Why so much GUI code? Job requirements (we're writing <program name>, not a general class library), inflexible existing libraries, and "requirements creep" seem to be the big culprits.

Does anybody else think that with good design, we could get it under 10%?

If you do your modelling right and have a good display framework already in place, shouldn't the GUI just "pop out"?

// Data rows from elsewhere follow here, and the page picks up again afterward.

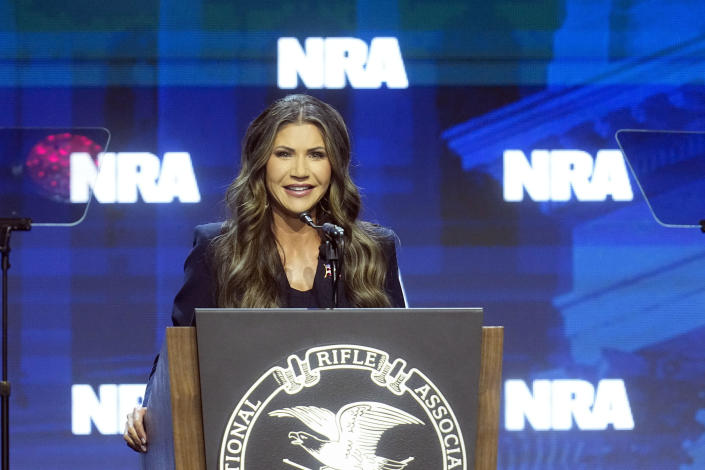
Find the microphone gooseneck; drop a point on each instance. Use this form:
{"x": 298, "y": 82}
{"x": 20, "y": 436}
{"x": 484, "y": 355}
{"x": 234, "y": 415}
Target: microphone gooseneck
{"x": 334, "y": 245}
{"x": 327, "y": 228}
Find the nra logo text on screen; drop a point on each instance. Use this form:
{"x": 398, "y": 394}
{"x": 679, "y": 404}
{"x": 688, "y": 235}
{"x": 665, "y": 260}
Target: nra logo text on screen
{"x": 557, "y": 405}
{"x": 121, "y": 177}
{"x": 558, "y": 175}
{"x": 328, "y": 62}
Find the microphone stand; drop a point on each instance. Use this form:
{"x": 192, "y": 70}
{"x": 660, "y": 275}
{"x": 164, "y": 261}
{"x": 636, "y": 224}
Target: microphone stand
{"x": 333, "y": 250}
{"x": 7, "y": 226}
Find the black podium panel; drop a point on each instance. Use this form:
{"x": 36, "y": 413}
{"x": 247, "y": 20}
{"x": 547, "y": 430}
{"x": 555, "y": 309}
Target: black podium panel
{"x": 346, "y": 389}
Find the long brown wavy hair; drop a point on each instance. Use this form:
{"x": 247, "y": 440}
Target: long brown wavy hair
{"x": 245, "y": 255}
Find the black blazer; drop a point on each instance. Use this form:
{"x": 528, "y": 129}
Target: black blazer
{"x": 198, "y": 290}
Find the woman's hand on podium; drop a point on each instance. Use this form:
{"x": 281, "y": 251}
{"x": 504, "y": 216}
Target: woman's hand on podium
{"x": 135, "y": 435}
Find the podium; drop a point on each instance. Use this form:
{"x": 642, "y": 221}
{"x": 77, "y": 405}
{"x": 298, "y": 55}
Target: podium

Is there any code as brittle as GUI code inserted at the last minute in response to a new customer requirement?

-- WilliamGrosso


One major cause of the ballooning of GUI code is that it does things that should be done by the model. It's quite typical for GUIs to violate the LawOfDemeter, ripping the guts out of the model objects and slamming information back in. They also tend to embed code to maintain various kinds of integrity among objects. This, too, is code that the model should be supporting. I would guess that if you see ballooning code in your GUIs, analysis of it will show you

  1. that it needs refactoring to reduce redundancy, and
  2. that responsibility is being placed in the GUIs that should properly be in the model. -- RonJeffries


What is the concern with "Too Much GUI Code?"

I'm having a hard time relating to this, maybe because our programs are large and the graphical user interfaces are dwarfed by the other human interfaces (like phones...). Even in the graphical programs I've built (like some social network visualization stuff) the amount of actual GUI stuff is small.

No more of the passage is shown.